In: Statistics and Probability
A study investigated the relationship between audit delay (Delay), the length of time from a company's fiscal year-end to the date of the auditor's report, and variables that describe the client and the auditor. The independent variables are as follows.
Industry A dummy variable coded 1 if the firm was an industrial company or 0 if the firm was a bank, savings and loan, or insurance company.
Public A dummy variable coded 1 if the company was traded on an organized exchange or over the counter; otherwise coded 0.
Quality A measure of overall quality of internal controls, as judged by the auditor, on a five-point scale ranging from "virtually none" (1) to "excellent" (5).
Finished A measure ranging from 1 to 4, as judged by the auditor, where 1 indicates "all work performed subsequent to year-end" and 4 indicates "most work performed prior to year-end."
A sample of 40 companies provided the following data.
Delay | Industry | Public | Quality | Finished |
62 | 0 | 0 | 3 | 1 |
45 | 0 | 1 | 3 | 3 |
54 | 0 | 0 | 2 | 2 |
71 | 0 | 1 | 1 | 2 |
91 | 0 | 0 | 1 | 1 |
62 | 0 | 0 | 4 | 4 |
61 | 0 | 0 | 3 | 2 |
69 | 0 | 1 | 5 | 2 |
80 | 0 | 0 | 1 | 1 |
52 | 0 | 0 | 5 | 3 |
47 | 0 | 0 | 3 | 2 |
65 | 0 | 1 | 2 | 3 |
60 | 0 | 0 | 1 | 3 |
81 | 1 | 0 | 1 | 2 |
73 | 1 | 0 | 2 | 2 |
89 | 1 | 0 | 2 | 1 |
71 | 1 | 0 | 5 | 4 |
76 | 1 | 0 | 2 | 2 |
68 | 1 | 0 | 1 | 2 |
68 | 1 | 0 | 5 | 2 |
86 | 1 | 0 | 2 | 2 |
76 | 1 | 1 | 3 | 1 |
67 | 1 | 0 | 2 | 3 |
57 | 1 | 0 | 4 | 2 |
55 | 1 | 1 | 3 | 2 |
54 | 1 | 0 | 5 | 2 |
69 | 1 | 0 | 3 | 3 |
82 | 1 | 0 | 5 | 1 |
94 | 1 | 0 | 1 | 1 |
74 | 1 | 1 | 5 | 2 |
75 | 1 | 1 | 4 | 3 |
69 | 1 | 0 | 2 | 2 |
71 | 1 | 0 | 4 | 4 |
79 | 1 | 0 | 5 | 2 |
80 | 1 | 0 | 1 | 4 |
91 | 1 | 0 | 4 | 1 |
92 | 1 | 0 | 1 | 4 |
46 | 1 | 1 | 4 | 3 |
72 | 1 | 0 | 5 | 2 |
85 | 1 | 0 | 5 | 1 |
Enter negative values as negative, if necessary.
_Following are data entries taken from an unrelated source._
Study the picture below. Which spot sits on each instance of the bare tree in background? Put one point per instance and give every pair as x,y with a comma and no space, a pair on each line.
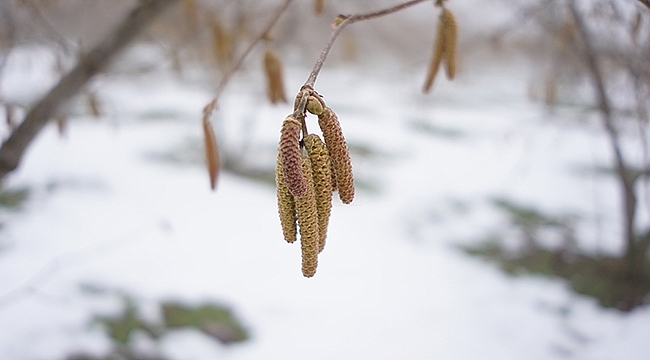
606,45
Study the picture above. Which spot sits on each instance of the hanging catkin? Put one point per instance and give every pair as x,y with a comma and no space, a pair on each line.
321,172
286,205
290,155
307,215
339,153
444,49
211,152
450,29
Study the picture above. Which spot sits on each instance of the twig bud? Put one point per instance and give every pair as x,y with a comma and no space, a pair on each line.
221,42
290,156
308,221
286,205
314,105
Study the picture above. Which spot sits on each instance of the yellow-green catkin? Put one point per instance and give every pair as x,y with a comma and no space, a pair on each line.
286,205
321,171
438,52
307,214
450,38
339,153
290,154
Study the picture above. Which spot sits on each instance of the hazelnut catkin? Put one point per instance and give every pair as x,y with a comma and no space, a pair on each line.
286,205
450,36
438,52
290,154
444,49
339,153
307,215
321,172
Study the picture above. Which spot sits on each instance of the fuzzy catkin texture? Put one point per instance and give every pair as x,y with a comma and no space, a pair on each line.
274,82
438,52
290,155
450,37
286,205
339,153
307,214
321,173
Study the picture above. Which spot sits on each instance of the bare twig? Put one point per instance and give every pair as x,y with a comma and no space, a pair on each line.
626,181
212,105
91,64
311,80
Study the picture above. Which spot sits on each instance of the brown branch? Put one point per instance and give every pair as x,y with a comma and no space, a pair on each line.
212,105
311,80
626,181
91,64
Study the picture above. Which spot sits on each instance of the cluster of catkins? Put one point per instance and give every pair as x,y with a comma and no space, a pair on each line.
308,171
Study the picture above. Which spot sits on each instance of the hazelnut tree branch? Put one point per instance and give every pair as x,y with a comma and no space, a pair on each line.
212,105
347,20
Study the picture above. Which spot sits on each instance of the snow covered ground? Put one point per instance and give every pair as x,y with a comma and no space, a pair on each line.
105,210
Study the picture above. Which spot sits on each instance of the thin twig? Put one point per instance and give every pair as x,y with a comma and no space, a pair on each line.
93,63
311,80
212,105
626,181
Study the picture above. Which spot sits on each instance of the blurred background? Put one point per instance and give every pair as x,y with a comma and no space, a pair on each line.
503,215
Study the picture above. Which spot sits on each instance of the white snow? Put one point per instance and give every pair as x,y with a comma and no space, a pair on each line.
390,283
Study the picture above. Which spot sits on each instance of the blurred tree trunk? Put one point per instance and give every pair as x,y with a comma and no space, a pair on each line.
88,66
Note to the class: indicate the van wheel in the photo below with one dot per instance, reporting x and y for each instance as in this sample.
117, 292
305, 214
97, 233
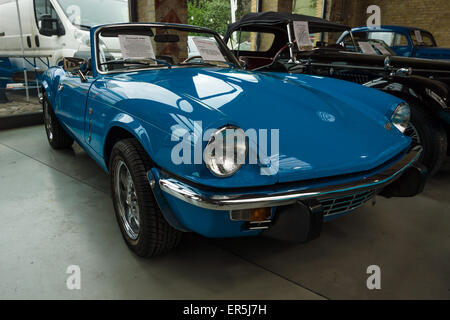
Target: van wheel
141, 222
56, 135
431, 135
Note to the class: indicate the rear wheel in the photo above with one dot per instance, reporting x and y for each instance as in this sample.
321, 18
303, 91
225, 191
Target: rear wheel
431, 135
56, 135
141, 222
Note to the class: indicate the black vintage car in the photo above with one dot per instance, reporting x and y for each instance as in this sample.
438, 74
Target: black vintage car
266, 42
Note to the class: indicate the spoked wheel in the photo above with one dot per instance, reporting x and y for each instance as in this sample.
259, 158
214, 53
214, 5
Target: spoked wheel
427, 131
141, 222
125, 193
56, 135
a. Develop the estimated regression equation using all four independent variables (to 3 decimals, if necessary). Delay = -------- + -------- Industry + ------- Public + ------- Quality + -----------Finished .
b. What is the value of the coefficient of determination (to 3 decimals)? Note: report R 2 between 0 and 1.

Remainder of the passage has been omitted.